After collapsing during a failed summit attempt on Mount Everest in 1995, Mauduit was carried off the mountain by other climbers. Some climbers, including Viesturs, perceived her as ungrateful for never acknowledging the lifesaving assistance that she had been given. She was also accused of not pulling her weight on climbing expeditions, leaving it to others to fix ropes on difficult sections of mountain or stock higher camps with food and other provisions, and then taking advantage of their work.

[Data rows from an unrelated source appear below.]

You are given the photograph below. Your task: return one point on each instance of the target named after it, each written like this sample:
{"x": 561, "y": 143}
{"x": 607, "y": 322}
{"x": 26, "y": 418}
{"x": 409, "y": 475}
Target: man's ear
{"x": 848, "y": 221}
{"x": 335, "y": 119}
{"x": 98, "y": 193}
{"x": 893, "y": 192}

Along with her Sherpa partner Ang Tsering, she was killed at Camp II on Dhaulagiri on May 11, 1998. Her body was returned to France and the autopsy concluded that the cause of death was a broken neck.

In the book, No Shortcuts to the Top, Viesturs tells about his discovery of Mauduit and Sherpa Ang Tshering's body in the tent at Camp II of Dhaulagiri. Viesturs writes that initially he was uncertain about the real cause of death, suggesting possible other causes, but then recognised that it was possible that a rockfall or ice had broken Mauduit's neck. Frederique Delrieu, a climbing companion of both Viesturs and Mauduit, saw Mauduit's body first-hand and confirmed that she had a broken neck.

In her honor, her friends and family created a foundation to help needy Nepalese children, especially girls and those in need of schooling: The Association Chantal Mauduit Namasté. Created by the Association, the Chantal Mauduit School in Kathmandu now enrolls 200 children.